More than six million men experience depression daily or are misdiagnosed as treating fatigue or loss of interest can often be an easier option to diagnose. Anxiety rates are rising; 19.1 million males between 18 and 52 experience anxiety, while bipolar, schizophrenia and eating disorders are becoming more prone among the male population.
It can become too much for many people who bottle up their feelings, often resorting to the dark light at the end of the tunnel as the only escape. Suicide is a serious matter and is becoming more frequent among the male population, particularly the younger generation.
The “silent epidemic” has become the seventh leading cause of death among men, with the suicide rates now statically ranked as the second most common cause of death among men aged 18 to 30. Rates have been increasing annually since 2000.
Reducing the numbers
Things have improved since the macho days of the 70’s and 80’s with a number of men now able to go to their doctors and speak about their problems, but it’s not enough. More and more people are either too apprehensive, frightened or avoid going to the doctor.
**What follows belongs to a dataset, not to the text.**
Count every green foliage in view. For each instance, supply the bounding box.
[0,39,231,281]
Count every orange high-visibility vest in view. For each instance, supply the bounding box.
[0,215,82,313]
As a report by the World Health Organisation (WHO) states, there are ways to reduce the stigma which prevents the diagnosis of mental health.
To facilitate this, investment and discussion needs to be done at a young age to make children aware that it is okay to talk about their problems. Workshops with psychologists and teachers have been proven beneficial in helping youngsters to deal with their issues.
Implementing learning workshops within schools helps the younger generation with the stigma of a mental health issue and allows people to teach others the benefit of talking. Opportunities to pass on facts and positive attitudes about people with mental health problems will help others.
Men’s health charities are doing their bit to raise awareness. There is the Movember campaign in the United Kingdom and mental health awareness week (May 14 -20) is well advertised with campaigns to get more impacted people to seek medical help.
What can you do? If your friends, family, co-workers or even the media present information that is not true, challenge their myths and stereotypes of the illnesses. Negative words and incorrect descriptions that affect people with mental health problems will slowly help with the issues, potentially reducing the number of suicides.
Should the government and health authorities be worried about this? Are they doing enough to tackle the male stigma regarding mental health?
My answer is more can be done. Suicide from mental health issues is always going happen but helping reduce the numbers is something to aim for, even if doctors assign more medication to help.
The possibility of greater access to anti-depressants and selective serotonin reuptake inhibitors (SSRIs) has been discussed and can benefit the individual but how long can you rely on the artificial form of happiness?